Quotes by: Malorie Blackman
Children find prescriptive reading lists daunting, and they are a dangerous thing to have in schools.
I remember, when I was at school, we would have a 10-minute storytelling session where we'd all sit on the floor cross-legged, and the teacher would read. It became something we all really looked forward to. That was part of the reason I grew to love stories.
What I would like to do is make sure every primary school child has a library card, so where parents don't get their children library cards, we'll see if we can get schools to step in and make sure that every child has one.
What I want is to try and get across the idea that reading for pleasure is so beneficial. And turn children on who have maybe been switched off reading or never found a love of it in the first place.

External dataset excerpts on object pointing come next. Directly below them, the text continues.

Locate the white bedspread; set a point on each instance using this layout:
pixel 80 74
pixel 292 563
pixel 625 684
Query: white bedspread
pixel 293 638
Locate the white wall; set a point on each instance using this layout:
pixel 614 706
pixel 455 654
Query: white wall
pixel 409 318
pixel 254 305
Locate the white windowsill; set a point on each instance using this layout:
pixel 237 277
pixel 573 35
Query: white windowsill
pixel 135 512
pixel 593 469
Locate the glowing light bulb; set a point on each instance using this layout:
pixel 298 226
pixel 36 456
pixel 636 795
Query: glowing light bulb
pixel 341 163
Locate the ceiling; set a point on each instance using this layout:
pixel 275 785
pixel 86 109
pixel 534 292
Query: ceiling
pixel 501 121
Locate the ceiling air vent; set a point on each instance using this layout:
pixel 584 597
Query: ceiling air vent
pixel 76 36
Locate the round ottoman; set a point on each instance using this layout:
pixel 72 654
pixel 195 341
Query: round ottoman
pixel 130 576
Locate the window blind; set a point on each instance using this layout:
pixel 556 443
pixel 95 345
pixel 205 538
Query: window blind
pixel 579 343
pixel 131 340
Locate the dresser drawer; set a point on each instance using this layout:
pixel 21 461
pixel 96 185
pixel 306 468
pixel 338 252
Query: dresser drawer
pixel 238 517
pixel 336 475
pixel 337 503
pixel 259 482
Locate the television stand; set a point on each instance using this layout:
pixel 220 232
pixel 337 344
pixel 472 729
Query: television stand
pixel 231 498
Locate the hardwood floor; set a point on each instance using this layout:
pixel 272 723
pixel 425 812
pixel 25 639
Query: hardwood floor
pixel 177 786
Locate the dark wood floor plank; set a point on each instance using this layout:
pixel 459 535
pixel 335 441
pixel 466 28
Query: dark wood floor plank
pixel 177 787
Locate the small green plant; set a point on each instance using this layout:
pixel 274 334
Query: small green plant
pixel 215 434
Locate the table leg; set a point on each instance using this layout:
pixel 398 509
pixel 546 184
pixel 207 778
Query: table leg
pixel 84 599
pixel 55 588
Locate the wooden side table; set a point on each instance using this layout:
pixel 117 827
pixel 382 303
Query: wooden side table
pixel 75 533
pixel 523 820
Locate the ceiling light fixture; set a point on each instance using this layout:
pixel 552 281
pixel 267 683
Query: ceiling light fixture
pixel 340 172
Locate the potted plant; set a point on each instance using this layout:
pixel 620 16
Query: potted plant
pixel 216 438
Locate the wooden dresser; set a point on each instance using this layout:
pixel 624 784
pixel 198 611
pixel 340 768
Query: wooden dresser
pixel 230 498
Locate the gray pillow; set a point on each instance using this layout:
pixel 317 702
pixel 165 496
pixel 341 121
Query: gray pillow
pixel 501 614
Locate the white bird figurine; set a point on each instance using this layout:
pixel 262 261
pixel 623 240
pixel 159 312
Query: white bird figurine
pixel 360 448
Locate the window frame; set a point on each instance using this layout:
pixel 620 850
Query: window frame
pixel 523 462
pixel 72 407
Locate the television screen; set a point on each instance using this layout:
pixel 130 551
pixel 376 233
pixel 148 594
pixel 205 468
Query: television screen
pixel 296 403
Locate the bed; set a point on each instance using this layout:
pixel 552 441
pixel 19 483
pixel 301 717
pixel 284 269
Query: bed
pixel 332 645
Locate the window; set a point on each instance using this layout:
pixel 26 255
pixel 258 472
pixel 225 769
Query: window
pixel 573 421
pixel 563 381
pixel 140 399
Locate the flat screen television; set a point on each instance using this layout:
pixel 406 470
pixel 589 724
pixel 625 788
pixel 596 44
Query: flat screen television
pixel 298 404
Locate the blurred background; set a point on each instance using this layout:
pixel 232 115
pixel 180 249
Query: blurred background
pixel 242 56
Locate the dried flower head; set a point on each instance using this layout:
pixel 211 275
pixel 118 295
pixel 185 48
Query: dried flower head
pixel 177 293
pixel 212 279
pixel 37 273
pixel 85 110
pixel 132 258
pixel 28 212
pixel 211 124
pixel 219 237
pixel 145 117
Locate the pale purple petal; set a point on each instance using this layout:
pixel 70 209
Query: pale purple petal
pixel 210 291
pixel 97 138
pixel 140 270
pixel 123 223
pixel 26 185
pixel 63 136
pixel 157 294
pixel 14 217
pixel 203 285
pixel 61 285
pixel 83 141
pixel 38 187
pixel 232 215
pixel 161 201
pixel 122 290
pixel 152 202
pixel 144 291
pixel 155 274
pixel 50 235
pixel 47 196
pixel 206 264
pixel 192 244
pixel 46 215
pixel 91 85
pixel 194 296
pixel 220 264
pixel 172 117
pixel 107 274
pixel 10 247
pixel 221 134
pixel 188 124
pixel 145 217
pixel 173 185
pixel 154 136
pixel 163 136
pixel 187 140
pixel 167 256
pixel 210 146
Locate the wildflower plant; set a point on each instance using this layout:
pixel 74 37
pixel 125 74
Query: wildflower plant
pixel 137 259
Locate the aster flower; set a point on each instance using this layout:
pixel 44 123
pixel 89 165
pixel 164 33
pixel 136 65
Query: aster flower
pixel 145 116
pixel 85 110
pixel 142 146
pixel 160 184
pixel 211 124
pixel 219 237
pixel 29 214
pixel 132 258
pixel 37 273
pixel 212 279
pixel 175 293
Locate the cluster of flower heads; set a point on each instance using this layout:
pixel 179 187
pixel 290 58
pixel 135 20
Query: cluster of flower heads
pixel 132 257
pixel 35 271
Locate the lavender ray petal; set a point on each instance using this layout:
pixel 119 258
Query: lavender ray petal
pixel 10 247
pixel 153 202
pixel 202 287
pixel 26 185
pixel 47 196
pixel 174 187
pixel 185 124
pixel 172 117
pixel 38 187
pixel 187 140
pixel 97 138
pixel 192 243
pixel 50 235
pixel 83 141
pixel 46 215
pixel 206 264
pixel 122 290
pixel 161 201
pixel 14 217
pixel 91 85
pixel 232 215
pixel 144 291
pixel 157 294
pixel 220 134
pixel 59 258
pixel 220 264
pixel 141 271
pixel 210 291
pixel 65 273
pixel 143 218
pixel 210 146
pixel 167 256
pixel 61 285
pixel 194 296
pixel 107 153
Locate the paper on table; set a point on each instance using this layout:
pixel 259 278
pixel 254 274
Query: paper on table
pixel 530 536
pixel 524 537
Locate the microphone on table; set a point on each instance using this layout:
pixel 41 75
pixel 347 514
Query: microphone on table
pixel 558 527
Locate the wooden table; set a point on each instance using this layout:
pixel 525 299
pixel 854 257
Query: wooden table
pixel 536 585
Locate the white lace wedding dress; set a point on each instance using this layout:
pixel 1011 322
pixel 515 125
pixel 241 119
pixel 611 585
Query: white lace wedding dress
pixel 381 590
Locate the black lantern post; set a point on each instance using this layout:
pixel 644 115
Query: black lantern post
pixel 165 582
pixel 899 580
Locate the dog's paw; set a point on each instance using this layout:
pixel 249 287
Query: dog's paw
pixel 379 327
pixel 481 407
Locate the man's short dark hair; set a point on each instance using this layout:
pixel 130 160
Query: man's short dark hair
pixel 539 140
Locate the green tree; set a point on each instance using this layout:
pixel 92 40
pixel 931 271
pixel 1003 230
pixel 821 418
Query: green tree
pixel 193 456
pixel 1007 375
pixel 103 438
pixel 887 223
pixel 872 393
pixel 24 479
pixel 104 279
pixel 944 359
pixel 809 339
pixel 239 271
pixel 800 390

Part of my job as Children's Laureate is to visit schools and talk about my love of books and stories and encourage them all to do it as well - to read, to write, to never be afraid of their own voice. Because we all have something to say.
We had a few non-fiction books at home, but my dad was of the opinion that fiction was a complete and utter waste of time because it wasn't real - so what was the point of reading it?
What I wanted to do was use literature and different kinds of stories and poems as a springboard, tapping into the creativity of our teens - I wanted teenagers to come up with their own creative responses to literature - using books themselves as a starting point.
I think what we need, especially in publishing, is more commissioning editors and editors who are people of colour.
Shakespeare's 'Othello' was inspired by Cinthio's 'A Moorish Captain'; his 'Hamlet' came from Saxo Grammaticus's 'Amleth.'
Books teach children to see the world through the eyes of others and empathise with others. It's about the story.
I have encountered those who feel that libraries have served their purpose and are no longer needed. There are those who consider them a soft target when it comes to local authority budget cuts. In certain political quarters, there is a refusal to see that our public library service needs active protection.
If a child wants to read 'Twilight' over Middlemarch, they should be encouraged - the important thing is to get them reading in the first place.
When I wrote 'Noughts and Crosses', I was halfway through it when I realised this was very like 'Romeo and Juliet'... as long as you make it your own, and put your own spin on it, I think it's brilliant to use other great work to find your own voice.
You can have all the talent in the world, but without determination, you won't get very far.
What I'm trying to do is to write a story. If you take something from it, that's wonderful; if you don't, that's wonderful as well.
I think fan fiction is the way most writers start, and the same goes for music and design.
We need more people working in the publishing industry itself who are people of colour.
I don't believe in regrets. There are a few things I'd do differently, but I can't go back in time and redo them, however much I might wish to. All I can do is learn from past mistakes and move forward.
In a television interview, I said that diversity in our children's books should include the adventures of disabled children, travellers and gipsies, LGBT teens, different cultures, classes, colours, religions. It shouldn't be a token gesture, nor do such stories need to be 'issue-based'.
Children will go with any story as long as it's good, but white adults sometimes think that if a black child's on the cover, it is perhaps not for them.
I personally, as a teenager, didn't like books I felt were trying to preach to me... I did not believe in happy endings. I wanted to read books which reflected life as I thought I knew it.